After too many hours, I’m giving up on fluorescence polarization (FP) as a generic binding assay. Clearly, it works in some cases with some labels. I got a weak response from one of the aptamers I tried, but another two failed to show anything. And I’m screaming for signal even in the “positive” case. Published results suggest several other aptamers have a FP shift upon binding. But, clearly, not all of them.
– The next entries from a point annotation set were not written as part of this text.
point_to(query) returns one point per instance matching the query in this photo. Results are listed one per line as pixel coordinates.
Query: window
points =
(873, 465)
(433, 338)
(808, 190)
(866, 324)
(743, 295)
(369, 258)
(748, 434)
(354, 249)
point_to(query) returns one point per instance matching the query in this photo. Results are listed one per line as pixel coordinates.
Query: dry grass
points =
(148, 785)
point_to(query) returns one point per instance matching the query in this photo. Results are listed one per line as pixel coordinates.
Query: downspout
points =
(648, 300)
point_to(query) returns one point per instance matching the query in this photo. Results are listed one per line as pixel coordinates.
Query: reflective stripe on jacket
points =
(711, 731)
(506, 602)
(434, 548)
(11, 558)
For a dye like fluorescein, the local environment around the molecule is probably more important than the size of the complex. So, unless binding changes the conformation in a way that is near to the dye, there’s no FP change. It would be interesting to try a survey of published DNA aptamers and their targets to see which show an FP change and which don’t. The results could be related to structural elements. That could inform design. One group did do some design work to make a FP-aptasensor for small molecules. The binding site and the fluorophore modification were strategically placed close together so that binding was more likely to affect FP. More work in this direction could help such designs. But, ultimately, FP is not as generically useful as I would like.
Today I tried thermofluorimetric analysis based on work by the Easley lab at Auburn University. I got immediate results from two published aptamers comparable to the results in their Analytical Methods paper.
The basic idea is to melt the aptamer and then look for the changes in the melt curve after addition of the target. The target should stabilize the aptamer, so there should be a peak in the melt curve at higher temperatures. Indeed, when I add protein to my aptamer, I see such a peak. I did it at multiple concentrations and it looks like a binding curve. But when I fit the data I get a weaker Kd than the original papers suggested.
It seems to me that deriving the dissociation constant using this method will inherently report the equilibrium constant at elevated temperatures. The methods paper showed strong binding, but they chose a particularly strong sub-nanomolar aptamer as proof of concept. They didn’t show a Kd calculation. So maybe at 62 °C the 0.1 nM aptamer is acting like a 1 nM aptamer. That would be a lot weaker than the original but would still give a clear binding curve.
I need to try more conditions to prove that I’m able to derive a Kd from thermofluorimetric assay. Or not.
I also need to do a protein-only control. My DNA dye should be pretty specific, but it’s important to check that it’s not interacting with the protein and giving spurious signals.